When Kenya’s Sabastian Sawe crossed the finish line at the London Marathon on April 26, an Adidas attendant was waiting on the sidelines to collect his shoes. The attendant wrote Sawe’s record-breaking time, 1:59.30, on the side of the shoes, waited for him to take some photos with them, and then whisked them off to Adidas’s archives in Herzogenaurach, Germany.
In that moment, the Adidas Adizero Adios Pro Evo 3 became the fastest shoe in the world.
Sawe was the first person to ever run a sub-two-hour marathon in an official race, followed closely by Ethiopia’s Yomif Kejelcha, who finished with a time of 1:59.41. Fellow Ethiopian Tigist Assefa set a women’s world record of 2:15.41. All three of these runners, who are official Adidas partners, wore the Evo 3.
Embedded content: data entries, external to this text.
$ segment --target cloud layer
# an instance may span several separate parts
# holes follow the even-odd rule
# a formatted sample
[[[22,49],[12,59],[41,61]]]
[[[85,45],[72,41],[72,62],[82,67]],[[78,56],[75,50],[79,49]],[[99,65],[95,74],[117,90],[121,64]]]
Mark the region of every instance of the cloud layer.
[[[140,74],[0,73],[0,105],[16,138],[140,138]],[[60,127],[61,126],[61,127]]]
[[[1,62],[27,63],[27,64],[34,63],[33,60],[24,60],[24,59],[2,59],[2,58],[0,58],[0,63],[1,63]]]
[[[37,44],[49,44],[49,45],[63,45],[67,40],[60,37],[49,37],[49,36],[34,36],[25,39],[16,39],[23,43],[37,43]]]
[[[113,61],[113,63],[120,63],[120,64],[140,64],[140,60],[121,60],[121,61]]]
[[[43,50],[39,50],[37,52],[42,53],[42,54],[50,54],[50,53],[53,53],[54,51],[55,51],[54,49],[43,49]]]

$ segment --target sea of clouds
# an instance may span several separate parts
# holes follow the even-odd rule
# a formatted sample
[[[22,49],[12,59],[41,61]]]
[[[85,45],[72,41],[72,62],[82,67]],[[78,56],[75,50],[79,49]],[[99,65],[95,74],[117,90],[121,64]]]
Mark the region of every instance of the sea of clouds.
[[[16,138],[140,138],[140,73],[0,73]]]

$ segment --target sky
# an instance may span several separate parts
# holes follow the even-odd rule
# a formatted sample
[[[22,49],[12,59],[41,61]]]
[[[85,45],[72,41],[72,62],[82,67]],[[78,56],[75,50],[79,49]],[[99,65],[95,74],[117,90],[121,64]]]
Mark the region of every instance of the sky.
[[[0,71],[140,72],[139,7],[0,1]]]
The Evo 3 is the lightest, fastest race shoe Adidas has ever made. Its design is changing the game for every other athletic company on the market.
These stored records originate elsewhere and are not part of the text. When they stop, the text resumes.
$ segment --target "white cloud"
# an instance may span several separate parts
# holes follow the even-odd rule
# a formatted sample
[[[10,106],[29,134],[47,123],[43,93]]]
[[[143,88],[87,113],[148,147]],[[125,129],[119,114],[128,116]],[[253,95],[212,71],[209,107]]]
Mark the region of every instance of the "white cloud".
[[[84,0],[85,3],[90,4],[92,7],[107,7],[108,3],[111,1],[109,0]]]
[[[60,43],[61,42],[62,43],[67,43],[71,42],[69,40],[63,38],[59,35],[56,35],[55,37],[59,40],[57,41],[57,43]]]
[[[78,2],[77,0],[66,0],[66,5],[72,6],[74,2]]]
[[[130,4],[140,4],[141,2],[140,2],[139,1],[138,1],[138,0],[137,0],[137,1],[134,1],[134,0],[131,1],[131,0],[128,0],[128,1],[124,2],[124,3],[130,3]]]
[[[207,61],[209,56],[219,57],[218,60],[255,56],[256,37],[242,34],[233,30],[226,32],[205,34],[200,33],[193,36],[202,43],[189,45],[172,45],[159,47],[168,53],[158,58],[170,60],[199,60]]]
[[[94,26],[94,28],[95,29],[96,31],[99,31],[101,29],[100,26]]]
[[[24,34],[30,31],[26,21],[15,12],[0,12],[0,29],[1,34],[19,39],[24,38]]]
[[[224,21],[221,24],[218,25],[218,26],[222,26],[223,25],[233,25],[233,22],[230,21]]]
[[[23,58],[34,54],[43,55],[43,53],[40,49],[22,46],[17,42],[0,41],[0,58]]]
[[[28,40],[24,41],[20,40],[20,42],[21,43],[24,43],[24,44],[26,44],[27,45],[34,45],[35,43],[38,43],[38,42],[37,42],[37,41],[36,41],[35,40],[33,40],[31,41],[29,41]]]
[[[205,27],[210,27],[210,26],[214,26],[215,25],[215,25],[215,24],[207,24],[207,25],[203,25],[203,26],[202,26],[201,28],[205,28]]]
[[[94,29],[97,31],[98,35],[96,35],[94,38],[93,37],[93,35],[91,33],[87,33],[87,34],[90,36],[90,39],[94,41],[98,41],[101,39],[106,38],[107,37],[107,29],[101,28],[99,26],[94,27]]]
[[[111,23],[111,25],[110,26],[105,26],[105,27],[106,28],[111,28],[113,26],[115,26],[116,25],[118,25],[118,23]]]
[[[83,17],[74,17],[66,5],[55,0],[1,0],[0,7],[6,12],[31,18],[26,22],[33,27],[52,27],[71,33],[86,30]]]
In the days since the race, awareness of the Evo 3, which Adidas first unveiled on April 23, has skyrocketed. Marc Makowski, Adidas’s SVP of innovation, says an initial limited launch of 200 pairs sold out in less than two minutes (they’re already reselling online for up to $4,000). Adidas expects to drop several more limited runs of the shoe in the coming months, followed by a more broadly available commercial iteration of the design around the Berlin Marathon in September.

But, for Adidas, the Evo 3 represents much more than its potential commercial success: It’s proof, on the world stage, that the brand is on the cutting edge of marathon running innovation. That’s a status that other brands have been doggedly competing to achieve, including Nike with its Alphafly 3 (worn by the previous all-time marathon record holder, Kelvin Kiptum), On with its LightSpray technology, and Asics with its Metaspeed Edge.
“Marathon racing is, in our industry, a bit like F1 in the automotive industry,” Makowski says. “It’s become that battleground where, as a brand, if you want to showcase your performance credibility, that’s where you do it.”